Voting, ‘Gaudium et Spes’ and the Responsibility of Citizenship
Here we are with just one day left before the 2012 presidential election. It is important that we all contribute to the life of our society and recall that the responsibility of citizenship requires that all vote tomorrow. In order to prepare ourselves for this civic duty, it seemed a good idea to look briefly at what the Church’s teaching holds concerning voting and government. Because most of us fall under the category of the citizen who will cast a vote for those who serve in elected office, let’s begin with this succinct and clear reminder of our task at hand:
All citizens, therefore, should be mindful of the right and also the duty to use their free vote to further the common good (no. 75).
It can be frustrating to dwell on the imperfections of both sides of the US two-party system, realizing that neither candidate in a given race is perfect and each bears some responsibility — to greater or lesser degrees — for positions that do not align precisely with what Roman Catholics strive to affirm.
Nevertheless, we are called to recall not just our right, but our duty to use our free vote to “further the common good,” which extends beyond our limited partisan priorities and personal financial or social gains. Furthering the common good necessarily takes into consideration those who are discriminated against and marginalized, especially the poor and powerless.
Concerning individual property and its relationship to the common good, the Church teaches:
By its very nature private property has a social quality which is based on the law of the common destination of earthly goods. If this social quality is overlooked, property often becomes an occasion of passionate desires for wealth and serious disturbances, so that a pretext is given to the attackers for calling the right itself into question (no. 71).
There is always a responsibility tied between what we traditionally identify as the realm of private property and that which is necessary to secure the common good, the basic needs and conditions for human flourishing for all people. Nobody has the right to have excessive wealth and property while others face poverty and other threats to life and human dignity.
Concerning the role of the government in facilitating the flourishing of humanity and the promotion of the common good, the Church teaches:
The complex circumstances of our day make it necessary for public authority to intervene more often in social, economic and cultural matters in order to bring about favorable conditions which will give more effective help to citizens and groups in their free pursuit of [humanity's] total well-being (no. 75).
Furthermore, there is a strong sense of what the Christian’s responsibility entails when it comes to the political life of one’s nation. The Church teaches that there are various public and civic vocations, including the legitimate exercise of public office, but that all members of a socio-economic community like the United States, for example, have a duty and responsibility to participate fully.
In a very succinct paragraph, the Second Vatican Council makes stark these concerns and presents a challenge to political parties (take note, Republicans and Democrats!!) as to what their respective roles are in the function of civil government.

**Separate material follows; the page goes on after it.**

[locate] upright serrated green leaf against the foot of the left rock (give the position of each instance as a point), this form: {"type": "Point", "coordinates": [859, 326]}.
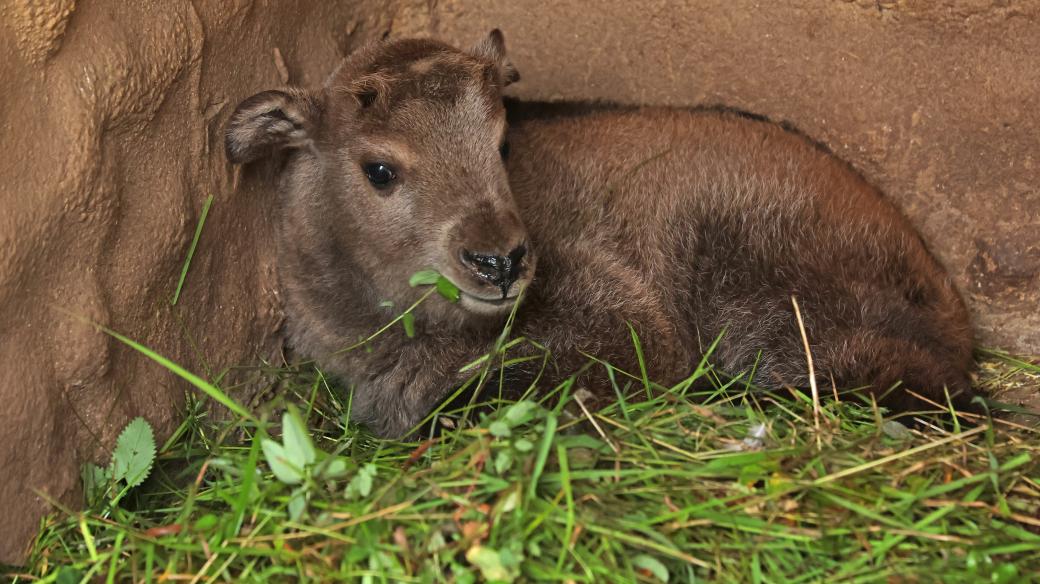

All Christians must be aware of their own specific vocation within the political community. It is for them to give an example by their sense of responsibility and their service of the common good. In this way they are to demonstrate concretely how authority can be compatible with freedom, personal initiative with the solidarity of the whole social organism, and the advantages of unity with fruitful diversity. They must recognize the legitimacy of different opinions with regard to temporal solutions, and respect citizens, who, even as a group, defend their points of view by honest methods. Political parties, for their part, must promote those things which in their judgement are required for the common good; it is never allowable to give their interests priority over the common good (no. 75).
In what follows in the rest of Gaudium et Spes concerning the urgent needs of our age, the Church affirms the need for international cooperation, the value and need to sustain international communities of governance such as the United Nations, the collective responsibility to avoid war and promote peace, among other important issues.
All of these things should help to inform the consciences of Christians that take up their duty to vote tomorrow. There is no single issue that is the ultimate determiner for a Catholic Christian to judge a candidate, instead there are a panoply of concerns, issues, goals, and responsibilities that must all converge to inform the political action of the citizenry.
There is no higher teaching in the Roman Catholic Church than that which is promulgated by an Ecumenical Council such as Vatican II. Gaudium et Spes, as it concerns politics, government, and voting must be taken with the utmost seriousness and regarded before any claims of individual ecclesiastical authorities. In the end, the most oft-occuring factor in the Church’s teaching on political action is: promotion of the common good.